Se fossem habitantes de uma cidade, crianças e adolescentes brasileiros com alguma precariedade -seja financeira ou no acesso a direitos como educação e moradia -formariam quase três São Paulo inteiras.
Isto corresponde a cerca de 32,7 milhões de pessoas com até 17 anos expostas a vulnerabilidades, ou seis em cada dez crianças no país. Em relatório divulgado nesta terça-feira (14), o Unicef (Fundo das Nações Unidas para a Infância) adota um critério inédito no tratamento à pobreza entre crianças brasileiras: inclui não somente indicadores de renda per capita, mas também o cumprimento de direitos fundamentais garantidos na lei.
O relatório tem como base dados da Pesquisa Nacional por Amostra de Domicílios (Pnad) 2015.
O Unicef alerta: além de considerar nuances como a influência da raça e da região do país, o desenho de políticas públicas para lidar com a pobreza na infância deve considerar também a assistência a mães, pais e responsáveis delas.
O QUE DIZ O RELATÓRIO
Considerando a lei, o estudo mapeou onde o Brasil está falhando em garantir os direitos de crianças e adolescentes. Somando tanto privações consideradas “intermediárias” e “extremas”, é o saneamento (com indicadores como a presença de banheiros e rede coletora de esgoto) que prejudica o maior número de crianças e adolescentes (13,3 milhões), seguido por educação (8,8 milhões) e água (7,6 milhões).

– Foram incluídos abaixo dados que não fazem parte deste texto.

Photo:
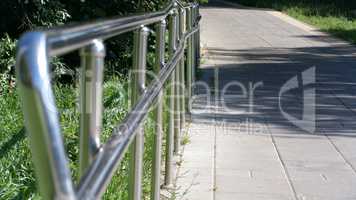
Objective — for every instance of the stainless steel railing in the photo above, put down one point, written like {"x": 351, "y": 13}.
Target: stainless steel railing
{"x": 99, "y": 161}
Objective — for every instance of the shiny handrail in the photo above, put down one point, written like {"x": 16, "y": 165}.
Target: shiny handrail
{"x": 34, "y": 51}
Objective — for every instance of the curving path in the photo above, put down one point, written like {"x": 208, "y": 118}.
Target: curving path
{"x": 274, "y": 117}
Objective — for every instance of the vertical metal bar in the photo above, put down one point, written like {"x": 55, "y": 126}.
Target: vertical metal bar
{"x": 194, "y": 61}
{"x": 41, "y": 118}
{"x": 189, "y": 67}
{"x": 177, "y": 93}
{"x": 156, "y": 161}
{"x": 198, "y": 37}
{"x": 92, "y": 61}
{"x": 181, "y": 68}
{"x": 138, "y": 87}
{"x": 170, "y": 134}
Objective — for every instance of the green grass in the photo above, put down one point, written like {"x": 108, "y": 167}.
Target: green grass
{"x": 17, "y": 180}
{"x": 336, "y": 22}
{"x": 334, "y": 18}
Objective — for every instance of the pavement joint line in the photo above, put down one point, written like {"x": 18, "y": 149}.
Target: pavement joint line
{"x": 285, "y": 170}
{"x": 341, "y": 154}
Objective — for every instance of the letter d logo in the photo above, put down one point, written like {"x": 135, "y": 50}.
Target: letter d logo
{"x": 307, "y": 122}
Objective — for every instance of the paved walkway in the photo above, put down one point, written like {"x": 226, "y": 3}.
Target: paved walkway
{"x": 253, "y": 135}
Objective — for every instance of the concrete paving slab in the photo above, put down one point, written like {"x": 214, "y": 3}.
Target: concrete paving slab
{"x": 226, "y": 157}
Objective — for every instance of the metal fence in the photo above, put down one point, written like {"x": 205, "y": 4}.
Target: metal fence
{"x": 98, "y": 162}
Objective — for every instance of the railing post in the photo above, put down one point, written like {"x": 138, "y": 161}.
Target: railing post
{"x": 138, "y": 87}
{"x": 194, "y": 50}
{"x": 198, "y": 36}
{"x": 189, "y": 67}
{"x": 170, "y": 135}
{"x": 92, "y": 61}
{"x": 181, "y": 67}
{"x": 177, "y": 92}
{"x": 41, "y": 118}
{"x": 157, "y": 148}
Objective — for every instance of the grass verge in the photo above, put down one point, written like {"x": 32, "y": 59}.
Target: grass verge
{"x": 331, "y": 17}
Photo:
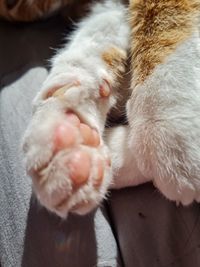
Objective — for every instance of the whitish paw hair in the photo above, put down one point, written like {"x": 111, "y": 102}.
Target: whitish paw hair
{"x": 65, "y": 154}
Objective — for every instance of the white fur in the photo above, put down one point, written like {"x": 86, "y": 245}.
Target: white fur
{"x": 164, "y": 117}
{"x": 80, "y": 60}
{"x": 162, "y": 141}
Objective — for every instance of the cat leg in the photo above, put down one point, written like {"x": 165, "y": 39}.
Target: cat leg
{"x": 124, "y": 164}
{"x": 64, "y": 150}
{"x": 164, "y": 108}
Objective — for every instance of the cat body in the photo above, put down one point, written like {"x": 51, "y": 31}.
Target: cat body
{"x": 71, "y": 157}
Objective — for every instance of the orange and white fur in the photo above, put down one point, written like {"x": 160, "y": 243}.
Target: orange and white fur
{"x": 72, "y": 158}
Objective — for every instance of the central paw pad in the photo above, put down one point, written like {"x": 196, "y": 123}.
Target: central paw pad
{"x": 78, "y": 173}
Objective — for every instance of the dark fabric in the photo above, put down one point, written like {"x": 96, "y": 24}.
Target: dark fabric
{"x": 154, "y": 232}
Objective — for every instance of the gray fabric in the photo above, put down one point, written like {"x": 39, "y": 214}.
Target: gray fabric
{"x": 29, "y": 235}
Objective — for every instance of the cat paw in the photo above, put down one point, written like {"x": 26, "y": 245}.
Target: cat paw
{"x": 66, "y": 156}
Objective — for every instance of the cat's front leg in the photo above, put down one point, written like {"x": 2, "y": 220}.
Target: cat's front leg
{"x": 164, "y": 108}
{"x": 64, "y": 150}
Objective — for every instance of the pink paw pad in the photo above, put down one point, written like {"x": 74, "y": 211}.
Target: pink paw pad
{"x": 70, "y": 134}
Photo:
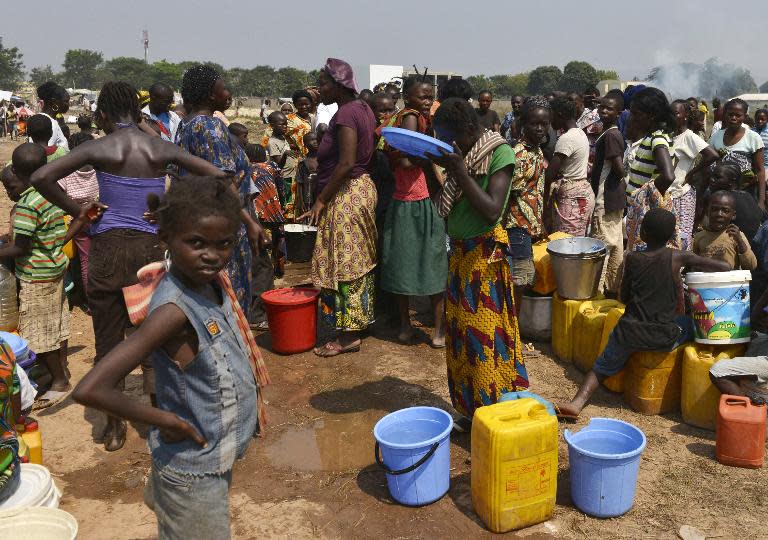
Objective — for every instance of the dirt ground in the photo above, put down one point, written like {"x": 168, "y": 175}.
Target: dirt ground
{"x": 313, "y": 474}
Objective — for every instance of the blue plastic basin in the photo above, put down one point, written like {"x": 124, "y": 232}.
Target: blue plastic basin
{"x": 605, "y": 460}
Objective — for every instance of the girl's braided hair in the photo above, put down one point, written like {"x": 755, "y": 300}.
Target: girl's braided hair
{"x": 119, "y": 99}
{"x": 191, "y": 198}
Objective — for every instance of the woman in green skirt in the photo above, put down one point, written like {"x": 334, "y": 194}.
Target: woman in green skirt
{"x": 413, "y": 254}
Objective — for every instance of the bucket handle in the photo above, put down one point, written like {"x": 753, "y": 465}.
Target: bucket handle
{"x": 413, "y": 467}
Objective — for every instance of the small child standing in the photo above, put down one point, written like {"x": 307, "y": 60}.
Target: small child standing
{"x": 240, "y": 132}
{"x": 39, "y": 233}
{"x": 609, "y": 188}
{"x": 205, "y": 361}
{"x": 722, "y": 240}
{"x": 83, "y": 188}
{"x": 269, "y": 210}
{"x": 650, "y": 285}
{"x": 279, "y": 151}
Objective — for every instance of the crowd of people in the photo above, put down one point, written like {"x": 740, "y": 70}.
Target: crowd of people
{"x": 180, "y": 195}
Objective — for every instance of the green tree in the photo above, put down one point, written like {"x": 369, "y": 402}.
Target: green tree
{"x": 577, "y": 76}
{"x": 11, "y": 67}
{"x": 544, "y": 79}
{"x": 39, "y": 75}
{"x": 607, "y": 75}
{"x": 167, "y": 72}
{"x": 82, "y": 68}
{"x": 129, "y": 69}
{"x": 290, "y": 79}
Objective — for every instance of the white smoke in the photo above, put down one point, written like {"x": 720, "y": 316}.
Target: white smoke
{"x": 680, "y": 79}
{"x": 674, "y": 79}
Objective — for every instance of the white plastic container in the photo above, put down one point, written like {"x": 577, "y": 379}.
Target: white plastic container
{"x": 719, "y": 304}
{"x": 535, "y": 317}
{"x": 35, "y": 489}
{"x": 30, "y": 523}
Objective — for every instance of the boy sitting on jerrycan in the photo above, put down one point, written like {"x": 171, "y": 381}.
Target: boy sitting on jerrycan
{"x": 649, "y": 287}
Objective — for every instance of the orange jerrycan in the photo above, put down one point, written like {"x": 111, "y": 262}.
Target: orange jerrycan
{"x": 614, "y": 383}
{"x": 653, "y": 381}
{"x": 700, "y": 398}
{"x": 514, "y": 464}
{"x": 740, "y": 433}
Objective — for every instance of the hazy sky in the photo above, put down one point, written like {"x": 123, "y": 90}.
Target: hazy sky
{"x": 469, "y": 37}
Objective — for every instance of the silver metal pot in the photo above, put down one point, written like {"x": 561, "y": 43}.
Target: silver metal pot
{"x": 578, "y": 264}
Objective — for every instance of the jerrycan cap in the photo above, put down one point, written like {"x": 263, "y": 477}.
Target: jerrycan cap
{"x": 509, "y": 396}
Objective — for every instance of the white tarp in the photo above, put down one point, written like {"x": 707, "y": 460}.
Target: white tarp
{"x": 380, "y": 73}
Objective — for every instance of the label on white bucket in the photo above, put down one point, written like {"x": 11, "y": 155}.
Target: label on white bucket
{"x": 720, "y": 312}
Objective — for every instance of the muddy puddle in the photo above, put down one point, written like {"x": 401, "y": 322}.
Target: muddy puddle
{"x": 336, "y": 442}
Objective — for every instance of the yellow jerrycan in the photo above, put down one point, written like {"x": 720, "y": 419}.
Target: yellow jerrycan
{"x": 587, "y": 331}
{"x": 653, "y": 382}
{"x": 700, "y": 399}
{"x": 564, "y": 314}
{"x": 514, "y": 464}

O maior problema está no descarte dos resíduos humanos, uma vez que 22% dos menores de 18 anos vivem em casas com fossas rudimentares ou ao lado de valões. O quadro geral mais grave está no Norte e Nordeste do país, em que 44,6% e 39,4%, respectivamente, dos pequenos têm ao menos uma privação no que diz respeito ao saneamento.
Entre meninos e meninas negras, ‘taxa de privação de direitos’ supera média nacional e passa dos 50%.
O próprio saneamento reflete diferenças observadas em outros quesitos: entre crianças e adolescentes privados de saneamento, 70% são negros.
Considerando todas as categorias de privações envolvidas no estudo, meninos e meninas negras têm uma “taxa de privação de direitos” de 58%, versus 38% dos brancos (no Brasil, a taxa é de 49,7%).
No que diz respeito às privações extremas -ou seja, em que não há acesso algum ao direito em questão-, a desigualdade entre negros e brancos é intensificada: atinge 23,6% dos negros e 12,8% dos brancos com menos de 18 anos.
No quesito educação, por exemplo, há 545 mil meninos e meninas negras de 8 a 17 anos analfabetos, versus 207 mil brancos. Em geral, crianças e adolescentes que moram em áreas rurais têm mais direitos negados que os das zonas urbanas; e moradores das regiões Norte e Nordeste encaram mais privações que aquelas do Sul e Sudeste.
Mas há exceções: no quesito moradia (número adequado de pessoas por dormitório, materiais apropriados nos tetos e paredes e etc.), o Norte está na lanterna, seguido do Sudeste e Nordeste.
Enquanto isso, o percentual de meninos e meninas que têm seus direitos violados é o dobro no campo (87,5%) em comparação com as cidades (41,6%).
ENTRE A ESCOLA E O TRABALHO: ANTIGOS DESAFIOS
Um quinto dos brasileiros de 4 a 17 anos de idade tem o direito à educação violado -isto considerando privações intermediárias, como atraso escolar ou analfabetismo após os 7 anos, e privações extremas, como crianças que simplesmente não estão na escola.
Enquanto isso, 6,2% das crianças e adolescentes do país exercem trabalho infantil doméstico ou remunerado. Isto, inclusive, quando este tipo de atividade é ilegal, como na faixa de 5 a 9 anos (3%, ou 425 mil meninos e meninas neste segmento trabalham) e de 10 a 13 anos (7,4%).
A carga de trabalho é maior para as meninas, com exceção do trabalho remunerado entre adolescentes -este maior entre os garotos. Ser negro ou morar no Norte ou Nordeste implica em uma incidência mais alta do trabalho infantil.